Tim Barrus, New York Times

I am a communist. Is it the duty of the Internet to be able to give us a pathway of words that help us understand Why Are You Here. Why is it we are obligated to dumb down communication to the bureaucratic level of the third grade. This my summer vacation. This is a dog. This is pornography. This is the Queen in a cowboy hat. Artificial intelligence is artificial. An Italian woman smiling. Les Demoiselles d’Avignon is a carving of naked women whose noses are firehoses. This is an ear the artist cut from his head. This is a dog (it’s a fox). This is a horse.

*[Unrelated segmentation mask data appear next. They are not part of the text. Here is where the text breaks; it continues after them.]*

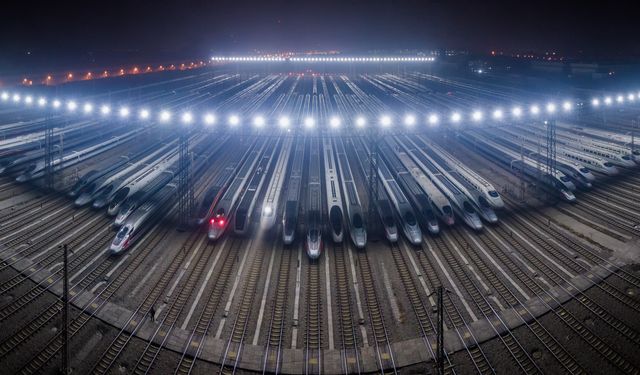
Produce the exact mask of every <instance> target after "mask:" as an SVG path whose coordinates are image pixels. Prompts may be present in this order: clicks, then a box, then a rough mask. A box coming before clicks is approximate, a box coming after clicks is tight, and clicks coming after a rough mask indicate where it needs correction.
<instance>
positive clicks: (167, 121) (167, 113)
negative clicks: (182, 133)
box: [160, 111, 171, 122]
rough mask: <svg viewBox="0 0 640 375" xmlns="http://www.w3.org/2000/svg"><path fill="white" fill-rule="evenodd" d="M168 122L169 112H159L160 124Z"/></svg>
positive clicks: (169, 118)
mask: <svg viewBox="0 0 640 375" xmlns="http://www.w3.org/2000/svg"><path fill="white" fill-rule="evenodd" d="M169 120H171V112H169V111H162V112H160V122H168V121H169Z"/></svg>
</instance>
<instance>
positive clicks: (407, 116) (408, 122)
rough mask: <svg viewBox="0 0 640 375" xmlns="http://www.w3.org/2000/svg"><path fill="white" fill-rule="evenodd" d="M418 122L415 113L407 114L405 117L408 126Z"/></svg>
mask: <svg viewBox="0 0 640 375" xmlns="http://www.w3.org/2000/svg"><path fill="white" fill-rule="evenodd" d="M415 123H416V117H415V116H414V115H406V116H405V118H404V124H405V125H407V126H413V125H414V124H415Z"/></svg>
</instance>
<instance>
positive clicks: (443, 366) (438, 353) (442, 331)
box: [436, 285, 444, 375]
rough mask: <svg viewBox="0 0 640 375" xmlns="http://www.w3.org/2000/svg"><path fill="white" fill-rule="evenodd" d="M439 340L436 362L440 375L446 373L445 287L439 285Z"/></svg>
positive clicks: (438, 325)
mask: <svg viewBox="0 0 640 375" xmlns="http://www.w3.org/2000/svg"><path fill="white" fill-rule="evenodd" d="M437 293H438V341H437V343H436V346H437V347H436V356H437V358H436V364H437V365H438V375H444V288H443V287H442V285H440V286H438V289H437Z"/></svg>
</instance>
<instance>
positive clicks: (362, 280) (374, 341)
mask: <svg viewBox="0 0 640 375" xmlns="http://www.w3.org/2000/svg"><path fill="white" fill-rule="evenodd" d="M358 265H359V266H360V275H361V277H362V287H363V289H364V296H365V301H366V304H367V311H368V313H369V322H370V323H371V329H372V331H373V337H374V343H375V344H374V345H375V350H376V359H377V361H378V368H379V369H380V371H381V372H384V373H393V374H397V372H398V371H397V368H396V363H395V358H394V354H393V350H392V348H391V340H390V337H389V333H388V331H387V327H386V324H385V321H384V315H383V313H382V308H381V307H380V302H379V300H378V294H377V292H376V286H375V283H374V281H373V274H372V272H371V265H370V264H369V258H368V256H367V253H366V252H364V251H359V252H358Z"/></svg>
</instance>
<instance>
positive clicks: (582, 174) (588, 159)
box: [499, 129, 619, 182]
mask: <svg viewBox="0 0 640 375" xmlns="http://www.w3.org/2000/svg"><path fill="white" fill-rule="evenodd" d="M501 130H502V131H501V133H500V134H499V136H500V137H501V138H504V139H506V137H509V138H510V139H511V140H518V141H520V142H521V144H520V145H519V147H520V146H522V147H525V148H526V149H527V150H529V151H530V152H536V150H535V149H534V148H535V146H536V145H534V144H533V142H532V141H531V140H530V137H527V136H526V135H524V134H522V133H520V132H518V131H516V130H514V129H501ZM523 141H524V143H522V142H523ZM556 150H557V160H558V161H562V162H564V163H566V164H569V163H570V162H573V163H577V164H581V165H583V166H585V167H586V168H588V169H587V170H582V169H580V170H579V171H578V172H579V173H580V174H581V175H582V177H584V178H586V179H587V180H589V181H591V182H593V181H594V180H595V176H594V175H593V174H592V173H589V170H592V171H594V172H600V173H604V174H606V175H608V176H615V175H617V174H618V172H619V171H618V168H616V166H615V165H613V164H611V163H610V162H609V161H606V160H604V159H602V158H600V157H595V156H593V155H590V154H587V153H585V152H581V151H577V150H574V149H571V148H568V147H562V146H557V148H556Z"/></svg>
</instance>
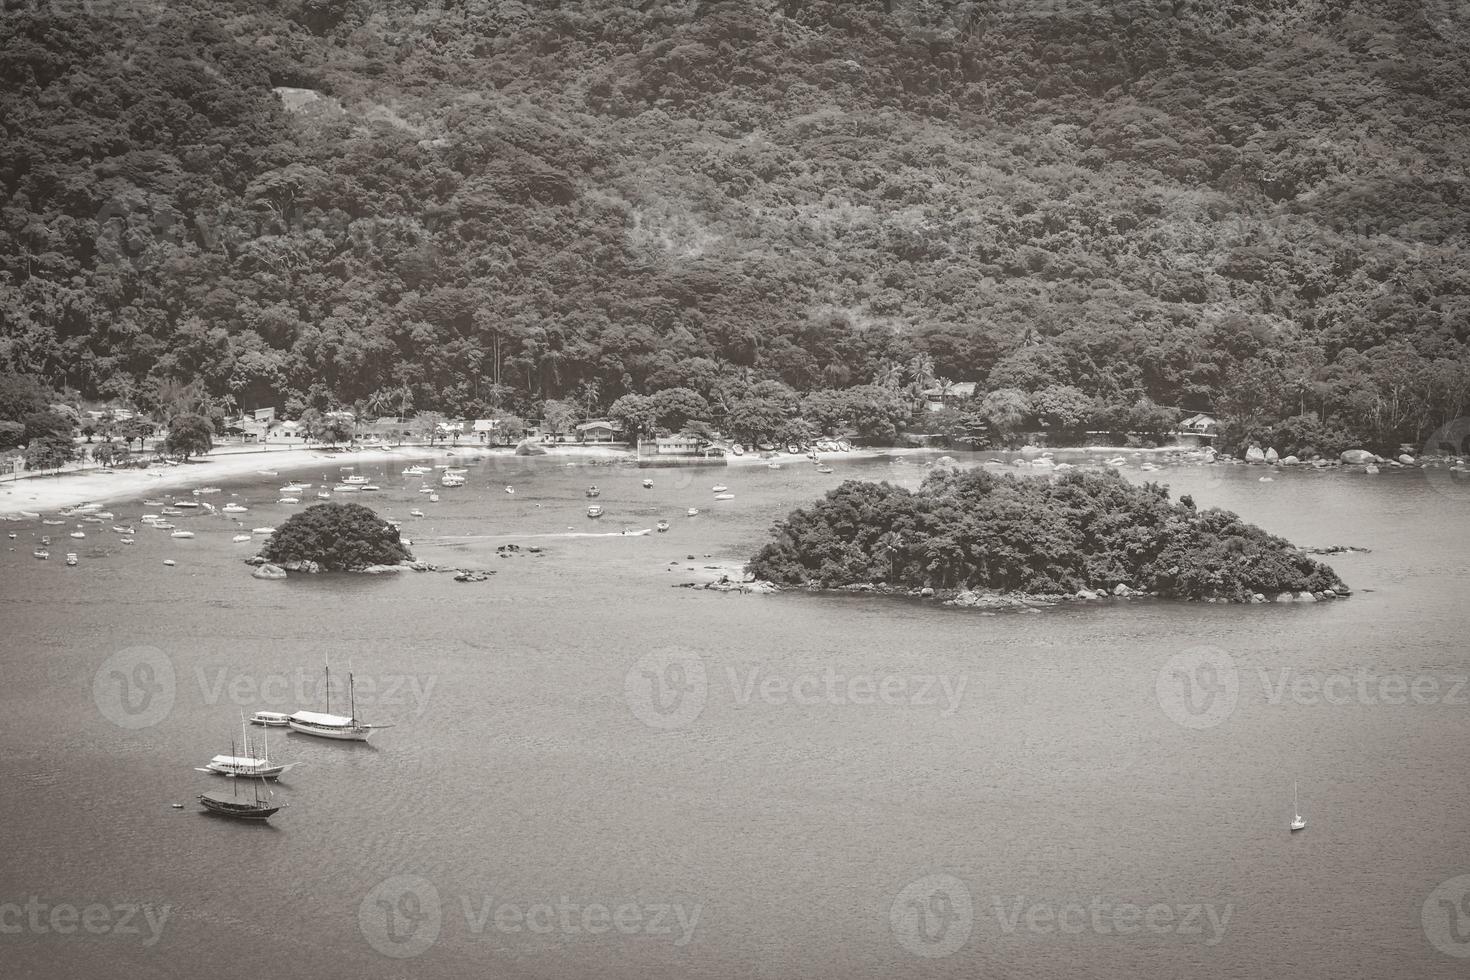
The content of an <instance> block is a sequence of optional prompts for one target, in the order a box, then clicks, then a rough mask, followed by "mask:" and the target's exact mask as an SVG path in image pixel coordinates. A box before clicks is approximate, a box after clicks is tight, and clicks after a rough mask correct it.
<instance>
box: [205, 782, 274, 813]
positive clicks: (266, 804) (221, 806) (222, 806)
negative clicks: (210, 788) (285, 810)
mask: <svg viewBox="0 0 1470 980" xmlns="http://www.w3.org/2000/svg"><path fill="white" fill-rule="evenodd" d="M250 783H251V786H253V788H254V799H241V798H240V783H238V780H237V782H235V785H234V786H232V792H231V793H228V795H226V793H200V795H198V802H200V804H201V805H203V807H204V810H207V811H210V813H213V814H219V815H221V817H234V818H235V820H269V818H270V817H272V815H273V814H276V813H279V811H281V807H276V805H273V804H269V802H266V801H262V799H260V782H259V780H250ZM284 805H285V804H282V807H284Z"/></svg>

Actually, it’s a merry-go-round. The Internet is already stupid. I’ve taught third-graders who can outwit it. The Internet already employs complete fictions when it appoints itself as censor of the world. I am supposedly born in three countries simultaneously. I have not published in 25 years (a lie). I am not a photographer (LA’s Flaunt Magazine). I have hustled the rich people of North Carolina. Duh. Then, you come to Appalachia. I am living in a cabin near Jump Off Rock, and I get around on a dirt bike. I only use a GoPro and not the silly cameras I supposedly have used for years. Why is it the Internet’s job to tell the world where my second ex-wife lives. Actual Reporters roam my high school’s halls. Did he go to school here. Yes, but he’s gay. Text is irrelevant. Photography is irrelevant. Art is irrelevant. This is a very unamused man sitting in a red chair. This is a lynching. The Internet is always wrong. Always.